On June 3, the House Energy and Commerce Committee Subcommittee on Commerce, Manufacturing, and Trade convened a hearing on H.R. 8413, the SECURE Data Act. This legislative effort marks a structural shift in the federal data privacy debate, moving away from bipartisan compromises from previous congresses and leaning heavily into a national model derived from the consensus state framework passed by 21 out of the 22 states with active privacy laws. The bill seeks to override all state-level data privacy frameworks to establish a single, predictable nationwide benchmark. Proponents argue that an interstate patchwork of 50 different regulations creates a multi-billion dollar compliance barrier that paralyzes small businesses. Opponents argue that the proposed federal law is fundamentally weaker than active state frameworks, lacks a Private Right of Action (PRA), and operates as a regulatory “ceiling” that strips states of their ability to enact strict consumer protections.

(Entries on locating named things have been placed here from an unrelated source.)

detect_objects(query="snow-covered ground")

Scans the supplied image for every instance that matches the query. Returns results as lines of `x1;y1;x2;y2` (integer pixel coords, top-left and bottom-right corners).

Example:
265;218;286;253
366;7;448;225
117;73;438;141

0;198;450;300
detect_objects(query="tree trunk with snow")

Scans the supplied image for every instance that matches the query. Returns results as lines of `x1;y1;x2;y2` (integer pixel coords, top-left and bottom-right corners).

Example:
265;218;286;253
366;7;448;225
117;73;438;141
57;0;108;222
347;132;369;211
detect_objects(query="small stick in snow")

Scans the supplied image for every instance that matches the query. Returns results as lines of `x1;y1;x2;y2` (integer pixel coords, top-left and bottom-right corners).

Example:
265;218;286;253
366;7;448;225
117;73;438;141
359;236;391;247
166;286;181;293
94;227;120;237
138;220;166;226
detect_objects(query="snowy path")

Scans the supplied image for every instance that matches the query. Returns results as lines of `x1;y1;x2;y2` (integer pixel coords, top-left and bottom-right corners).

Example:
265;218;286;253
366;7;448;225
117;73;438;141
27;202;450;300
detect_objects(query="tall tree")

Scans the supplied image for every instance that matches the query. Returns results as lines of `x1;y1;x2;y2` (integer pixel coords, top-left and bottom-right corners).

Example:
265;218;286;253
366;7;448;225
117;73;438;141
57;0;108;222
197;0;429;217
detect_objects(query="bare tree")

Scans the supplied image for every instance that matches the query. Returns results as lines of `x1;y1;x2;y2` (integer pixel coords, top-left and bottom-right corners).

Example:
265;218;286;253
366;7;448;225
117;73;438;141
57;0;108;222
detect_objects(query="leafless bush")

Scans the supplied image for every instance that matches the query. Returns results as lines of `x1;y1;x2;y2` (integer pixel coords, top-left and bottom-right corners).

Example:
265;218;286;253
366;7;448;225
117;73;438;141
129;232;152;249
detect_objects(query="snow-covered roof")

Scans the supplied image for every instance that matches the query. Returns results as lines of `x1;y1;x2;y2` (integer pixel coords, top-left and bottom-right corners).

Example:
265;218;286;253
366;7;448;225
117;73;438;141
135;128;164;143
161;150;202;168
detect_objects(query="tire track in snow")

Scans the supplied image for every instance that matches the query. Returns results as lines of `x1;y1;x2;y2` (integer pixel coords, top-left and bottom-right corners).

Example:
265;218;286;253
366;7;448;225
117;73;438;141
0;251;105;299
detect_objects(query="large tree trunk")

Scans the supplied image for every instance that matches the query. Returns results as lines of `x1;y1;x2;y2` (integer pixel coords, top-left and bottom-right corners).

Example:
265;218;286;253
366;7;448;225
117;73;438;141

ICCFA is closely monitoring legislative developments related to H.R. 8413 and has communicated to Subcommittee staff that the deathcare industry is governed by record-retention requirements that arise from separate funeral, crematory, and cemetery state licensing laws. ICCFA will continue working with congressional staff to ensure a federal data privacy framework preserves obligations imposed by state licensing laws, including record-retention requirements.